Genel profil böyle olunca Chiang Mai'deki hayat  bu büyüklükteki bir şehir için yumuşak ve acelesiz. Ama işte bunu fark edebilmek için de 3 günde şehrin yüzeyini bir süpürüvermek yerine bu şehirde zaman geçirmek gerekiyor. Siz Chiang Mai'e zamanınızı verdikçe o da size farklı yüzlerini göstermeye başlıyor; kuralsız görünen trafiğin içindeki içgüdüsel öncelikler belirginleşiyor, tutarlılık beklentisi yerini o an mümkün olana bırakıyor, elle tutulamayan gözle görülemeyen ama hareket ettiğiniz her yerde size dokunan bir yaşam enerjisini anlamaya başlıyorsunuz. Çevrede bu kadar bilgili hocaların birikimi ve onlardan öğrenmeye gelenlerin saygısını ve öğrenme hevesini hisseder oluyorsunuz. Belki de tam bu sebeple, Chiang Mai bir yıllık sırt çantalı Asya turu sırasında 3-4 gün uğranan bir yer olması hedeflenirken,  kısa bir masaj kursuna katılıp öğrendiklerinden çok etkilendiği ve daha fazlasını öğrenebilmeyi istediği için yıllardır burada yaşayan insanlarla dolu.

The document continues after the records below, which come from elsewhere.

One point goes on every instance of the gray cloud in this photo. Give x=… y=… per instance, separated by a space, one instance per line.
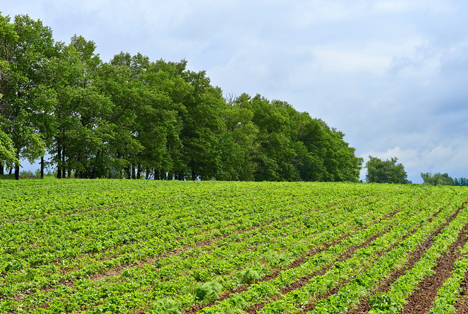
x=390 y=74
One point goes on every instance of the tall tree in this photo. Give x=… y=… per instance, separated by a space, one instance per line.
x=385 y=171
x=26 y=46
x=437 y=179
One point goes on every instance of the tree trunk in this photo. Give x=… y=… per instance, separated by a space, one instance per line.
x=42 y=167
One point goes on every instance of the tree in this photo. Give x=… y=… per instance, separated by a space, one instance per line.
x=437 y=179
x=26 y=46
x=385 y=171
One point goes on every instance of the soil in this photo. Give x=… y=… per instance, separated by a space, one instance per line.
x=422 y=298
x=296 y=263
x=462 y=303
x=364 y=307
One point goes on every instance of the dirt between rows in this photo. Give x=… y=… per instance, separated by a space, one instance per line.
x=461 y=306
x=421 y=302
x=275 y=273
x=304 y=280
x=119 y=270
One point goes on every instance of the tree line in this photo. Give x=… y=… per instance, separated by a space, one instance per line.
x=133 y=117
x=390 y=171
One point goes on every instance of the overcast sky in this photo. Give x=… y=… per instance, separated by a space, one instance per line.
x=392 y=75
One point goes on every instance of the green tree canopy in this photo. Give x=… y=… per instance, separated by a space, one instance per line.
x=385 y=171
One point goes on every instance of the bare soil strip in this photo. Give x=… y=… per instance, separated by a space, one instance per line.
x=297 y=263
x=462 y=303
x=363 y=306
x=424 y=295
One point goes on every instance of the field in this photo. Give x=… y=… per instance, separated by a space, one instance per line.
x=121 y=246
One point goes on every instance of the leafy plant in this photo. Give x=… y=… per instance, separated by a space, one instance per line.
x=248 y=276
x=208 y=291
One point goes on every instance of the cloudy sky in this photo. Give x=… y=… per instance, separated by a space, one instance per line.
x=392 y=75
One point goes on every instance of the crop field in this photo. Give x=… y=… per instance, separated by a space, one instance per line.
x=121 y=246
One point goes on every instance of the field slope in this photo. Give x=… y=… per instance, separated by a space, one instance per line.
x=120 y=246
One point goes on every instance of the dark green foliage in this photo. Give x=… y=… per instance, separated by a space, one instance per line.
x=385 y=171
x=248 y=276
x=442 y=179
x=208 y=291
x=134 y=118
x=165 y=306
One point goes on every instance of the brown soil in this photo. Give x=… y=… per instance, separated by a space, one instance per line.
x=462 y=303
x=310 y=306
x=295 y=264
x=415 y=256
x=424 y=295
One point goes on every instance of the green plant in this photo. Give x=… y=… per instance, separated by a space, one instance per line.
x=208 y=291
x=248 y=276
x=164 y=306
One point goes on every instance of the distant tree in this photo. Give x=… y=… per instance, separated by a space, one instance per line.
x=385 y=171
x=460 y=182
x=26 y=46
x=437 y=179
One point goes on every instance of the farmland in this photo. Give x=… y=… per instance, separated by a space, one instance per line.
x=121 y=246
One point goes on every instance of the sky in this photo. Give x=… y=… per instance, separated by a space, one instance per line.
x=391 y=75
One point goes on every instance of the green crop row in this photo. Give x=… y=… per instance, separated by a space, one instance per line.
x=450 y=290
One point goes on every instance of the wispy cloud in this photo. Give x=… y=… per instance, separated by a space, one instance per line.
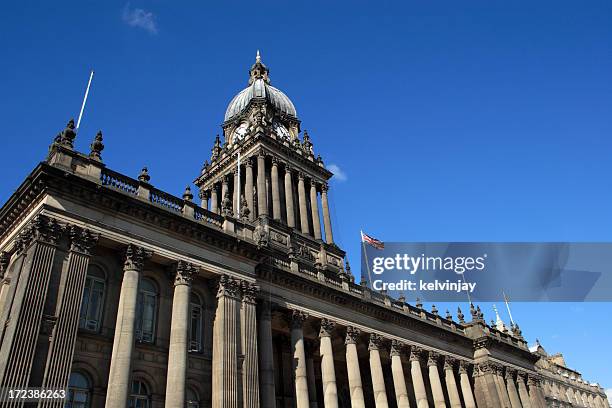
x=139 y=18
x=338 y=173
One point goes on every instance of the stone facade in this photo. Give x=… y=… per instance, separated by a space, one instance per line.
x=130 y=296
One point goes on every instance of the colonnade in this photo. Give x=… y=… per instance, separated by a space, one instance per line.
x=274 y=188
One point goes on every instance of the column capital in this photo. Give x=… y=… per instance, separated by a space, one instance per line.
x=396 y=348
x=352 y=335
x=449 y=363
x=327 y=326
x=249 y=292
x=375 y=342
x=416 y=353
x=297 y=318
x=432 y=359
x=135 y=257
x=184 y=273
x=82 y=240
x=228 y=286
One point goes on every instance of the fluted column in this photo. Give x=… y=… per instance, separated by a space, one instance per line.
x=250 y=366
x=314 y=207
x=352 y=368
x=266 y=357
x=523 y=394
x=179 y=336
x=466 y=387
x=515 y=401
x=123 y=344
x=225 y=378
x=498 y=373
x=416 y=373
x=399 y=382
x=63 y=340
x=262 y=199
x=302 y=201
x=378 y=379
x=328 y=373
x=248 y=187
x=214 y=199
x=289 y=197
x=299 y=359
x=451 y=384
x=434 y=380
x=329 y=238
x=276 y=207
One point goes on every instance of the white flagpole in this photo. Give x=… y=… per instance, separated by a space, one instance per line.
x=508 y=307
x=84 y=101
x=238 y=192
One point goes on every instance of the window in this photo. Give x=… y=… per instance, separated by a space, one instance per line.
x=93 y=300
x=195 y=324
x=139 y=398
x=191 y=398
x=146 y=312
x=78 y=391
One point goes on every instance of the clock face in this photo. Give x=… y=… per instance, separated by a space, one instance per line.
x=240 y=132
x=281 y=130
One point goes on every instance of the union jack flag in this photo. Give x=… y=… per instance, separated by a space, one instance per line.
x=378 y=244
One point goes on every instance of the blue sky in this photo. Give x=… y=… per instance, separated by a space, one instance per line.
x=481 y=120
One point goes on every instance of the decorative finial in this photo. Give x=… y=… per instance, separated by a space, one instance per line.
x=187 y=195
x=144 y=175
x=96 y=147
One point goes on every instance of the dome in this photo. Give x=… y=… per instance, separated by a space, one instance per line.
x=259 y=87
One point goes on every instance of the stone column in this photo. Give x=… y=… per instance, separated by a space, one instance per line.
x=37 y=244
x=289 y=197
x=262 y=199
x=299 y=359
x=466 y=387
x=352 y=368
x=276 y=208
x=328 y=373
x=416 y=373
x=236 y=196
x=515 y=401
x=204 y=198
x=248 y=187
x=314 y=206
x=266 y=357
x=498 y=375
x=214 y=199
x=123 y=342
x=329 y=238
x=63 y=340
x=225 y=378
x=451 y=384
x=523 y=394
x=434 y=380
x=303 y=208
x=250 y=367
x=378 y=379
x=399 y=382
x=179 y=336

Yüzeyinde hızlıca gezinmek yerine, bir süre kalarak sizi içine çekmesine izin vermeniz gereken bir şehir Chiang Mai.
Bunu yapabilecek zaman ve isteğiniz varsa 2 milyon nüfuslu, bolca otobanlı ama toplu taşıma sistemi bile olmayan, yeşilsiz bir şehrin nasıl olup da her yıl binlerce kişiyi kendine aşık edip buraya yerleşmesini sağladığını anlayabilirsiniz.
Kim bilir belki de o aşık olanlardan biri olursunuz?

Monday, March 10, 2014

ev'lenememe halleri

Dün bir arkadaşımla buluştum; ilk tanıştığımızda ikimiz de aylardır Bali'deydik. Bir sonraki görüşmemiz bir yıldan daha kısa süre sonra o tam Dubai'de o yerleşmek için ev bakar ve ben oradan ayrılmak için eşyalarımı satarken oldu. Son iki yıldır da Chiang Mai'de buluşuyoruz. 6 aydır artık o burada yaşıyor. Bense hiçbir yerde…

Ubud'daki odam
Bu buluşma sayesinde düşündüm ki aslında 2009 yazında Dubai'deki evimi boşalttığımdan beri evsizim. Farklı ülke ve şehirlerde çok farklı süre ve düzenlerde yaşamışım; aylarca arkadaşlarımın koltuğunda, Bali'li bir ailenin bahçesindeki bungalowda, Burma sınırına 30 kilometre mesafede küçük bir orman manastırının misafir kulübesinde, İstiklal caddesinde restore edilmiş 110 yıllık bir binada…  4 yılda ne kadar farklı ülkede, mahallede ve evde yaşamlar kurdum,düşündükçe bazen şaşırıp "bu benim hayatım mı?" diyorum. Biriktirdiğim deneyimler de  4 değil sanki 20 yıllıkmış gibi geliyor.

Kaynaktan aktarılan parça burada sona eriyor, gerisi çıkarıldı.